Despite finding an adequate level of knowledge and skills, there are also some deficiencies in terms of basic prevention measures, such as hand hygiene, which is widely known as a very effective prevention measure for respiratory infections 10-12. It seems to be an important but endless task in infection control and prevention. Other misconceptions, such as the efficacy of respirators (N95) versus the traditional mask for respiratory infection prevention should be clarified among the personnel surveyed since it is known that there is no significant difference between the use of one or the other, even in the prevention of the influenza virus 13. Current CDC guidelines recommend the use of medical respirators only for healthcare personnel that needs protection from both airborne and fluid hazards 14. In a pandemic, the risk of a capacity crisis might put in danger health care workers due to a shortage of key personal protection elements, so the correct use of some of them is fundamental to prevent such shortage.
Responses about sick leave for healthcare workers show that there is a lack of regulation regarding policies to stay at home when they have respiratory symptoms. Although it has been shown that sick leave policies among healthcare workers are important in reducing the transmission of infections in the hospital, many hospitals in the United States do not have such policies to ensure restriction on direct patient care by sick hospital staff 15.

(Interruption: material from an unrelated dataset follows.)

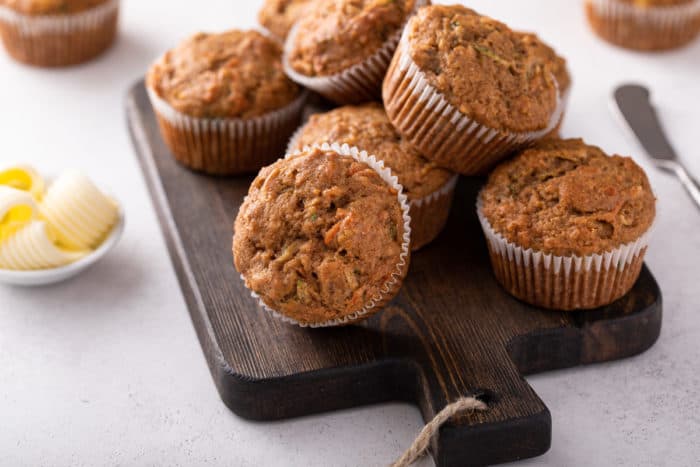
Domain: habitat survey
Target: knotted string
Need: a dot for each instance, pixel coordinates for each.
(422, 442)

In the case of Colombia, the lack of these policies respond to several situations: no clear guidelines on the matter by the country's official entities, as well as economic reasons among the healthcare personnel since payment might be stopped or diminished because of local social security regulations 16. This sick leave policy and a clear understanding of the role of healthcare workers in virus transmission are important to limit the number of infections in the hospitals both in healthcare workers and in patients.
Our study has limitations. First, the survey was not validated before its application. Second, it was applied only to infection committee leaders as an indirect measure of the entire population of healthcare personnel in the hospitals of Bogotá to evaluate whether the city was prepared for an eventual SARS CoV-2 pandemic.
Despite these limitations, we consider that our findings can stimulate the design of interventions to strengthen knowledge, modify attitudes, and optimize practices regarding the prevention of acute respiratory infections and to promote the implementation of policies such as sick leave as a potential intervention to prevent the spread of acute respiratory infections in hospitals.